The groups argued that the provisions of the bill, soon to be signed by Abbott, violate federal law and called on judges to prevent the governor and other state officials from enforcing it.

In their complaint to federal court in San Antonio, the plaintiffs’ legal team argued that the Radical Elections Bill, which bans drive-thru voting, allows election observers and threatens election officials with news. criminal sanctions, “imposes charges that will discourage, intimidate and deter eligible voters in Texas and have a disproportionate impact on voters of color and voters with disabilities.”

Among the plaintiffs in the first lawsuit are organizations representing the interests of Hispanic and black Texans, the Harris County Election Officer and Friendship-West Baptist Church in Dallas.

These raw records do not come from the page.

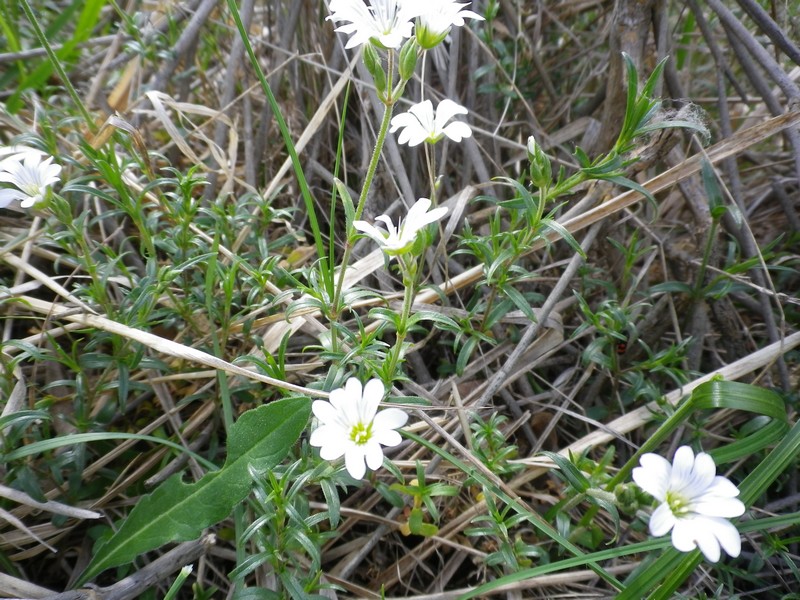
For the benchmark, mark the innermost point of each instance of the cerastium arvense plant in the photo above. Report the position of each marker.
(154, 276)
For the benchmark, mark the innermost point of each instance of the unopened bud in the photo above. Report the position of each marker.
(372, 60)
(540, 169)
(408, 59)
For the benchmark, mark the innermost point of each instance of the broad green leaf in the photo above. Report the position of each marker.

The group’s legal team includes lawyers from the Mexican American Legal Defense and Educational Fund and the Brennan Center for Justice at New York University School of Law.

The plaintiffs in this lawsuit named Abbott, Texas Assistant Secretary of State Jose A. Esparza, Texas Attorney General Ken Paxton and Medina County Election Officer Lupe C. Torres as defendants.

“Protecting the integrity of our elections is essential in the State of Texas, which is why Governor Abbott made the integrity of the elections a matter of urgency during the regular legislative session and worked to ensure its adoption by convening extraordinary session after extraordinary session, ”said Abbott spokesperson Renae Eze. said in a statement.

Eze added that the proposal, SB 1, “will strengthen confidence in the outcome of our elections.” The new law is expected to come into force in December.

Esparza, Paxton and Torres did not immediately respond to requests for comment.

Lawyers for the plaintiffs said the Election Bill “will frustrate Friendship-West’s mission of encouraging its eligible worshipers and community members, the majority of whom are black, to register, vote and vote. serve as election assistants and workers, and will frustrate its ability to function as a polling station.

The groups are also asking for an order requiring Texas to pre-approve all changes to statewide voting practices with the federal government for a period of 10 years.

The second lawsuit against the election bill was filed in federal court in Austin on behalf of organizations such as the League of Women Voters of Texas, the Texas Organizing Project, and the Workers Defense Action Fund.

“SB 1 is a violation of our freedom to vote, and we will continue to fight any attempt to silence voters in Texas,” Grace Chimene, president of the League of Women Voters of Texas, said in a press release.